Abigail on 2006-12-22T10:32:14

You were officially warned for what actually? Showing an image of bare breasts? Mentioning Playboy? Not having an image of a man for the women in the audience?

I wonder what's next. Not inviting Larry to give a keynote because he might mention something that some Muslims or atheists take offence of?

I bet if you had shown pictures of guns, and talked about screen scraping the NRA website, noone would have complained, and you wouldn't have had a reason to post your note.

Re:Oh dear.

sigzero on 2006-12-22T18:08:25

Showing an image of bare breasts?

So that is acceptable is it? There is a time and place for everything and showing that at a conference isn't one of them, IMO. Sorry, just call me a prude and be done with it.

Re:Oh dear.

Alias on 2006-12-22T23:48:17

The official warning was for "inappropriate content". By which they mostly meant the image.

I don't think it is necesary to apologise merely for causing offense to somebody or some subset of the audience. You will always offend someone no matter what you say.

And an apology to those people are not necesary.

However, as I said, for some people it caused more of a problem that just mere offense. And I feel an apology to those people IS required.

Re:Oh dear.

jarich on 2007-03-22T02:49:16

Showing an image of bare breasts

No, showing soft-core pornography, which has its time and place; neither of which should occur within a "technical" conference lecture room.

Mentioning Playboy?

No. Some people were upset by the mere mention of Playboy but had there been a little more context, and more appropriate images, I don't think that itself would have been a problem.

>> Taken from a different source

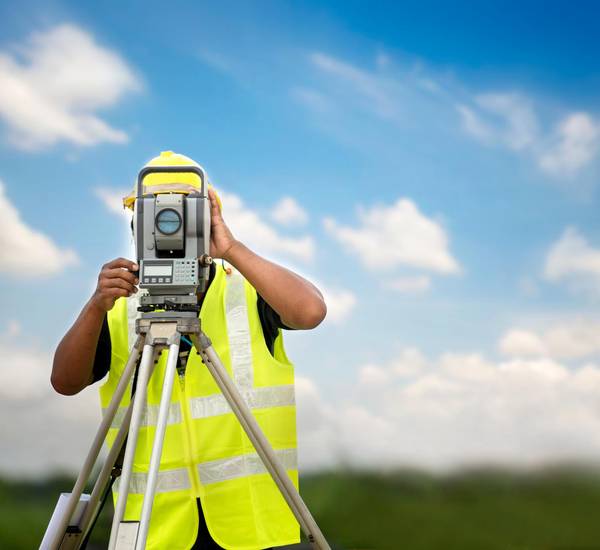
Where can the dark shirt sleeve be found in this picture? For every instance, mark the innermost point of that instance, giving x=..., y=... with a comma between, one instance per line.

Not having an image of a man for the women in the audience?

The answer isn't "more porn". Balancing it out so that there are equal numbers of naked men as women won't make the people who feel uncomfortable with any porn feel better. It won't make the women who feel singled out and unsafe because suddenly they've realised that they're surrounded by rutting men feel better. It won't make the homosexual men who've just been told that they're "different" than the majority feel better. And it won't make the men who are uncomfortable with images of naked men feel better either.

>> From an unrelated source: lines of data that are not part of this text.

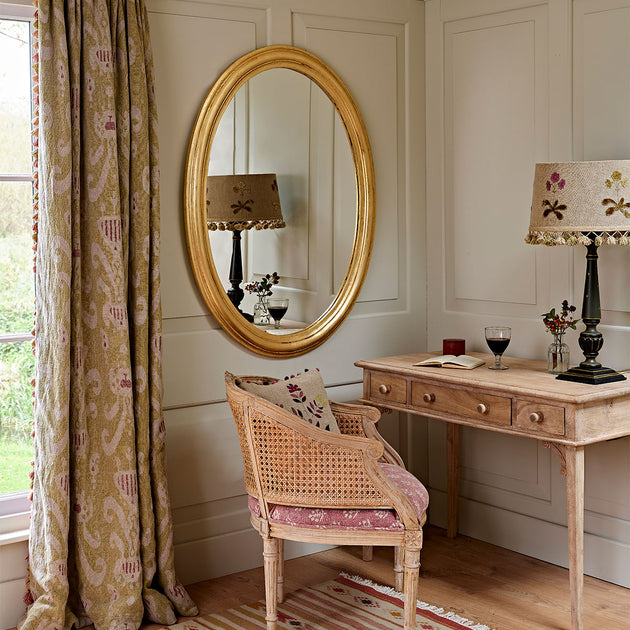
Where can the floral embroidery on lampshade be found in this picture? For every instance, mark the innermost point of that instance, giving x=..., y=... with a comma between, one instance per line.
x=554, y=184
x=616, y=181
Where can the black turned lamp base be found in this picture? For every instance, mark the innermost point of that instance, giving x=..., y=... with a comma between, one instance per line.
x=591, y=375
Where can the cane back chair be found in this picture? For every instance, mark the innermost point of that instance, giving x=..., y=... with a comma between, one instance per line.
x=309, y=485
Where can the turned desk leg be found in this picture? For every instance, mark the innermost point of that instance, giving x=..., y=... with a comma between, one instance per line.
x=574, y=457
x=452, y=483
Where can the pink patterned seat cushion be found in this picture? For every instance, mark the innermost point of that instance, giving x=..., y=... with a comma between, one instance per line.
x=334, y=518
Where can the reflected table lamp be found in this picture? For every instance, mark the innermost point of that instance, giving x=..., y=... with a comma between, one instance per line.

Porn has no place at an IT conference. It's not universal, instead it creates very big gulfs around people. Which is the opposite of the conference's purpose. If you want more diversity in Perl, in FOSS, or even in IT in general, the attitude of "we're all just boys here" needs to change.

Adam's talk could actually have been a great one. When he spoke about it on the train in the morning I had high hopes. I expected pictures of doublets, perhaps an elizabethan model. I imagined a clothed woman with indications of where the measurements applied. I didn't expect jokes about "objectifying women" (it just made things worse). I didn't expect porn. The talk probably has too much history now, but it really could have been fantastic.

I bet if you had shown pictures of guns, and talked about screen scraping the NRA website...

You're right, I don't think this would have got the same reaction at all. In my experience Australians don't really think much about guns or about gun laws. By and large most people are happy that guns are not easily available and I'd expect a good 60% or so (of consumers) have never seen a unholstered gun in real life.

A talk about scraping the NRA website and one which included lots of guns would probably cause a portion of the audience to frown, but not because they felt personally threatened, picked out and isolated. Probably because they feel uneasy about the "right to bear arms" in the US and of the NRA as a corrolary.

sounds like a very good talk

TeeJay on 2006-12-22T11:15:12

It sounds like a very good talk that caused a scandal because you used a single inapproriate image.

I don't see any reason not to give the talk again with some toned down images (playboy do after all have acceptable pictures of their playmates as well as the more arty, or exposed).

It would also be interesting to see how much code-re-use and lessons you could apply to a brand new ACME::Model::Chippendale package, including why it's important to make modules within the same namespace consistent, and why you may need to include some kind of grouping in the namespace.